Multiple parallel processes can help expedite treatment for patients with acute ischemic stroke, who are eligible for Activase, with or without subsequent mechanical thrombectomy. Let's take a look at an example of a stroke treatment pathway with parallel processes. Once the patient arrives at the hospital, the stroke team and ED staff can evaluate the patient as a patient is being taken to the CT scanner. After the CT scan is complete and the results are analyzed, eligible patients can receive Activase treatment on the CT table and the patient can remain in the scanner for a CT angiogram. If the patient is found to have a large vessel occlusion, the patient can go on to receive a mechanical thrombectomy, either at the same hospital or to be transported to another for surgery. Otherwise, the patient is sent to the ICU.

Amir Hassan: 18:55

Let's take a closer look at this example of a stroke treatment pathway and consider ways to reach specific target door-to-needle times. Hospital prenotification by EMS means the stroke and ED teams can be waiting for the patient. Bypassing the ED, the patient can be taken in the ambulance stretcher to the CT scanner to save time.
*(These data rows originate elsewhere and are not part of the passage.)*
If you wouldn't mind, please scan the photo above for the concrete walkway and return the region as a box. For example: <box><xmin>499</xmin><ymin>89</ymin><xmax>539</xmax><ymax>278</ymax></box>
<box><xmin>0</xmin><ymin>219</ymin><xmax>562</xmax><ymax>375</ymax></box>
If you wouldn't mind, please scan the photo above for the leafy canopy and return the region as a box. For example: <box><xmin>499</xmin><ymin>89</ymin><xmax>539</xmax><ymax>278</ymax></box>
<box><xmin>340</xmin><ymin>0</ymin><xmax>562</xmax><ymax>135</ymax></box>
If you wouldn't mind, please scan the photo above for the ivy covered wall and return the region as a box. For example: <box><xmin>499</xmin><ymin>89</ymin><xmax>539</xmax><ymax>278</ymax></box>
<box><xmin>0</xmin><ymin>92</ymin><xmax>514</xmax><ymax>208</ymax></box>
A neurological exam, a patient history, vitals, and lab orders can be performed while the patient is being transported to the imaging suite. The CT scan should be started within 20 to 25 minutes of arrival, depending on if your door-to-needle goal is 45 or 60 minutes. Once the CT scan has been completed, the CT scan should be interpreted within 35 to 45 minutes of arrival. Eligible patients can begin their intravenous infusion of Activase on the CT table within 45 to 60 minutes. Patients who are suspected to have a large vessel occlusion can concurrently receive a CTA scan. There should be little or no delay between scans. Eligibility for mechanical thrombectomy can then be determined based on the CTA scan results.

Amir Hassan: 19:55

So to summarize this presentation, EMS protocols are an essential component of quality acute ischemic stroke patient care. Each treatment decision should take into account the capacity for the patient's deficits to be disabling and the patient's eligibility for Activase. Activase is indicated for the treatment of acute ischemic stroke. You need to exclude intracranial hemorrhage as the primary cause of stroke signs and symptoms prior to the initiation of treatment. You should initiate treatment as soon as possible, but within 3 hours after symptom onset. The most frequent adverse reaction associated with Activase acute ischemic stroke therapy is bleeding. Parallel processes can improve the speed and efficiency of acute ischemic stroke patient treatment and may improve patient outcomes. I hope this presentation has been informative. Thank you for watching.